Но это не более чем чисто теоретический пассаж. Завтра, воскресным утром, в половине восьмого утра, они уедут из Мулена, чтобы успеть прорваться в Париж до того, как дороги будут закупорены автомобильными пробками.

Так что дискуссию на тему «удар иль поцелуй» можно считать законченной.

Не сбылось, называется!

Ну и в пень, как говорил один старинный знакомый.

И даже пень в апрельский день…

Франция, Париж,

80-е годы минувшего столетия.

Из записок

Викки Ламартин-Гренгуар

Не помню, как я вернулась к автомобилю, как села в него. В зеркальце заднего вида то и дело мелькали глаза водителя, с испугом поглядывавшие на меня. Он уже не единожды спросил:

– Куда прикажете ехать, мадам?

Однако я молчала, и бедняга Эжен, на свой страх и риск, повел машину к дому.

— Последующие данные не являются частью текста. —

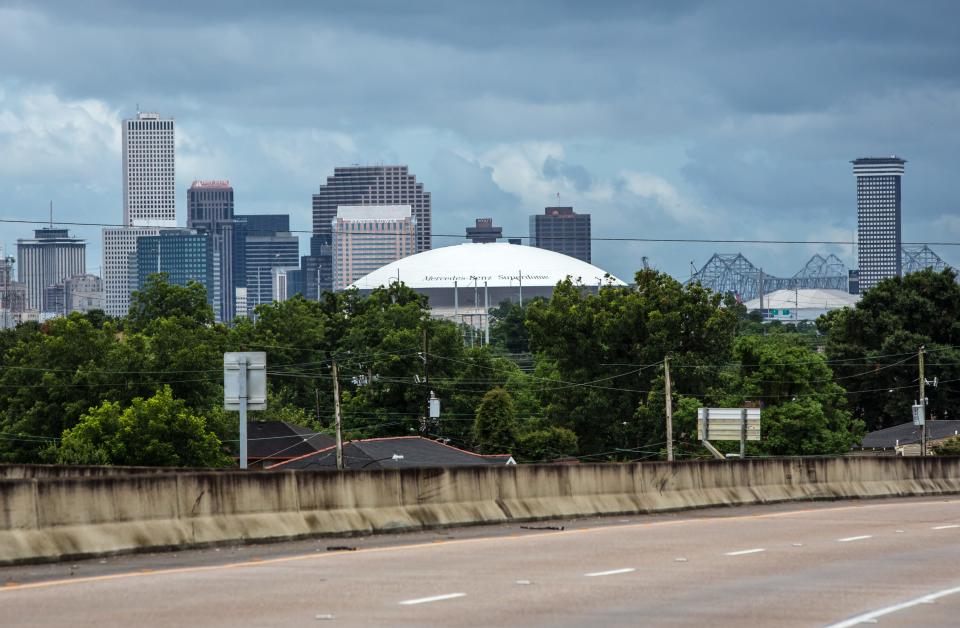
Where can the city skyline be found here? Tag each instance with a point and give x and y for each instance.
(668, 142)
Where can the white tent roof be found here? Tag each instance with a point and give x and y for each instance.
(807, 298)
(500, 265)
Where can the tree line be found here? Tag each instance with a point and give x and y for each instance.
(577, 375)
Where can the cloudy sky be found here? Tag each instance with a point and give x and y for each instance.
(661, 119)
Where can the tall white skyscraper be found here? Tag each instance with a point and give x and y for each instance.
(47, 259)
(120, 266)
(149, 203)
(149, 198)
(878, 218)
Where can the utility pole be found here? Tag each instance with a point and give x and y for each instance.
(923, 405)
(426, 380)
(316, 393)
(760, 290)
(669, 406)
(336, 417)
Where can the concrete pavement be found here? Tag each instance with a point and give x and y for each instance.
(786, 565)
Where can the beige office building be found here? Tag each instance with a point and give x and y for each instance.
(366, 237)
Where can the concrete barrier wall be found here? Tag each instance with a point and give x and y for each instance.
(46, 517)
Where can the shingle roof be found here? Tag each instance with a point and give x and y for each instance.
(279, 440)
(385, 453)
(908, 434)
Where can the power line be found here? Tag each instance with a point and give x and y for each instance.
(461, 236)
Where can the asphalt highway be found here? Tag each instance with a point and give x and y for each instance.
(893, 562)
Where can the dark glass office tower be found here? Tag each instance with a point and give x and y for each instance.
(878, 218)
(361, 185)
(264, 242)
(484, 231)
(210, 210)
(183, 254)
(562, 230)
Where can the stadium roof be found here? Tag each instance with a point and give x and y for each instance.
(497, 264)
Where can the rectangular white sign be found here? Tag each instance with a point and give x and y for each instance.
(727, 423)
(255, 363)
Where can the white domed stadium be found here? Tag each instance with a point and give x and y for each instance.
(466, 279)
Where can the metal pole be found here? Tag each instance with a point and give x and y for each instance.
(669, 406)
(743, 433)
(336, 417)
(520, 280)
(760, 290)
(243, 413)
(486, 313)
(923, 405)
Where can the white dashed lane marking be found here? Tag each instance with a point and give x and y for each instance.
(612, 572)
(435, 598)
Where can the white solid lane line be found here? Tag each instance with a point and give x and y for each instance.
(435, 598)
(871, 617)
(612, 572)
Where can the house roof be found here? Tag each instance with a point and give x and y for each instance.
(399, 452)
(908, 434)
(279, 440)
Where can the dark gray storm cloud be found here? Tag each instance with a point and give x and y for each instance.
(732, 119)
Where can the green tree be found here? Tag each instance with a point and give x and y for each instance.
(804, 409)
(604, 352)
(508, 327)
(546, 443)
(495, 427)
(874, 345)
(159, 431)
(160, 299)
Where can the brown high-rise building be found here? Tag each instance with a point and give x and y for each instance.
(361, 185)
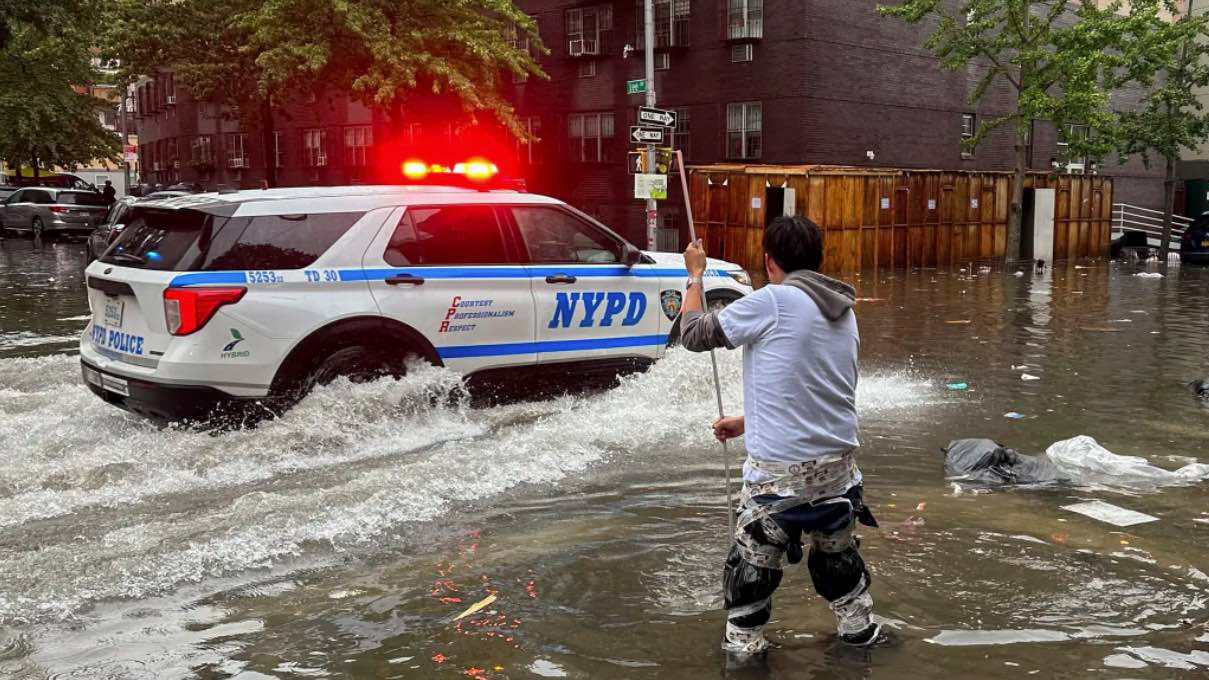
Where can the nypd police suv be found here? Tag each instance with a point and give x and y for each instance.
(218, 300)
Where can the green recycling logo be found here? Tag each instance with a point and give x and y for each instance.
(236, 340)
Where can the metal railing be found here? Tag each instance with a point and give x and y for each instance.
(1134, 218)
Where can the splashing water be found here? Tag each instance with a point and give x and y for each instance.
(116, 507)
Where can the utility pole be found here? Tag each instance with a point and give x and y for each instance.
(648, 33)
(121, 122)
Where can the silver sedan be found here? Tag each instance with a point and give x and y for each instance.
(47, 209)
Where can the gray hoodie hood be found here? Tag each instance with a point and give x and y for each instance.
(833, 297)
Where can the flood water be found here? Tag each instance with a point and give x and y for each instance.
(341, 540)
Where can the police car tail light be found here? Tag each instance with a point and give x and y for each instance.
(189, 310)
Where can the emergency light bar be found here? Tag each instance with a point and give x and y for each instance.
(474, 170)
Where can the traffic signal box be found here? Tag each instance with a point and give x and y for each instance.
(665, 161)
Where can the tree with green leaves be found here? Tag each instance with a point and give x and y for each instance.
(1170, 59)
(47, 116)
(386, 52)
(1051, 53)
(249, 55)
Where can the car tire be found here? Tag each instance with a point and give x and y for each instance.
(358, 363)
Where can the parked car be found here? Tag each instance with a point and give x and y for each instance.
(58, 180)
(100, 237)
(47, 209)
(1195, 242)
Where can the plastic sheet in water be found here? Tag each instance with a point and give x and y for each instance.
(1082, 456)
(1110, 513)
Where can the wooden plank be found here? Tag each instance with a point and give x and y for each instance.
(944, 228)
(885, 223)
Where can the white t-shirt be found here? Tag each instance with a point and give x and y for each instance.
(799, 376)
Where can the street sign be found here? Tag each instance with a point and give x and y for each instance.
(646, 134)
(651, 186)
(657, 116)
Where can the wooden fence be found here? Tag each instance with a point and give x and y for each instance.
(885, 218)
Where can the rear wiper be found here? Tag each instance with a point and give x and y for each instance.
(128, 258)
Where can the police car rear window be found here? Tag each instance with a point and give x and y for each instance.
(198, 240)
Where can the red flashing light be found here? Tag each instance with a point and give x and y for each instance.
(476, 170)
(187, 310)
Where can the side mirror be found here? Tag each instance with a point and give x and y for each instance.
(631, 255)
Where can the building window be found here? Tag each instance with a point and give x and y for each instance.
(681, 137)
(520, 41)
(1071, 132)
(745, 18)
(671, 23)
(585, 29)
(202, 150)
(357, 143)
(236, 157)
(969, 130)
(744, 130)
(314, 147)
(591, 137)
(527, 151)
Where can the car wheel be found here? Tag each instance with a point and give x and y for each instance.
(357, 363)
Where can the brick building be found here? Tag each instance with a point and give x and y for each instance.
(774, 81)
(771, 81)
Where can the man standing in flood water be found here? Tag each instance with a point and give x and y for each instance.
(800, 480)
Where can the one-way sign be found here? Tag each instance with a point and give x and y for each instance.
(657, 116)
(647, 134)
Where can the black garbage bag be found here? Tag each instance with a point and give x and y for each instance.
(985, 461)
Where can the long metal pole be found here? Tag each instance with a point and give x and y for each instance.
(713, 358)
(649, 49)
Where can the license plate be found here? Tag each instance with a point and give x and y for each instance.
(115, 385)
(114, 311)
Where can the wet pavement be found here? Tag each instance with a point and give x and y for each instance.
(342, 540)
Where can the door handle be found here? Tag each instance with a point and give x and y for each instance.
(404, 278)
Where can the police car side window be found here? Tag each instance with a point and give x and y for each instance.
(272, 241)
(553, 236)
(446, 235)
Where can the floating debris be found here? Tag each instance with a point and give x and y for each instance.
(1110, 513)
(476, 606)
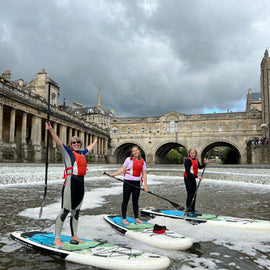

Быстрая езда и свежий воздух, врывавшийся в опущенное окно, немного привели меня в чувство, однако я по-прежнему не знала, что делать, как быть. Приехать сейчас к Роберу и сказать, что я все знаю? И… что потом? Если он скрывает от меня свою болезнь, может быть, надеется на выздоровление? Может быть, дела не так плохи? А я своими расспросами только разволную его. Как бы не натворить бед…

Я уговаривала себя, что не надо беспокоить мужа: мол, он знает, что делает… На самом деле мне было страшно, очень страшно. Я хотела, как страус, который прячет голову в песок и думает, что его никто не видит, спрятаться за молчанием от очевидности, от ужасной реальности. Но знала: если сейчас увижу Робера, от вопросов не удержусь!

Надо отдалить эту встречу, надо где-то перебыть, чтобы справиться с собой, набраться сил, выдержки… Не повидаться ли с отцом? Он очень сдружился с моим мужем, пока шло дознание о смерти Анны и Максима. Вдруг отец что-то знает о болезни Робера? Если знает – не скроет от меня, я сумею из него это вытянуть! А вдруг… а вдруг безумные предположения Насти – правда? Вдруг это мой отец болен и он лишь воспользовался именем Робера?..

Я вдруг всерьез задумалась о том, какую из этих потерь мне было бы легче перенести: утрату мужа или отца? Осознав, о чем думаю, я с трудом удержалась, чтобы не отхлестать себя по щекам. Остановило меня, подозреваю, только то, что Эжен продолжал подсматривать за мной в зеркальце. Он, увидав такое, прямиком, уже не спрашивая, отвез бы меня в госпиталь Святой Анны – а это в Париже то же самое, что Канатчикова дача в Москве, что Бедлам в Лондоне! Дом скорби, клиника для душевнобольных, короче говоря.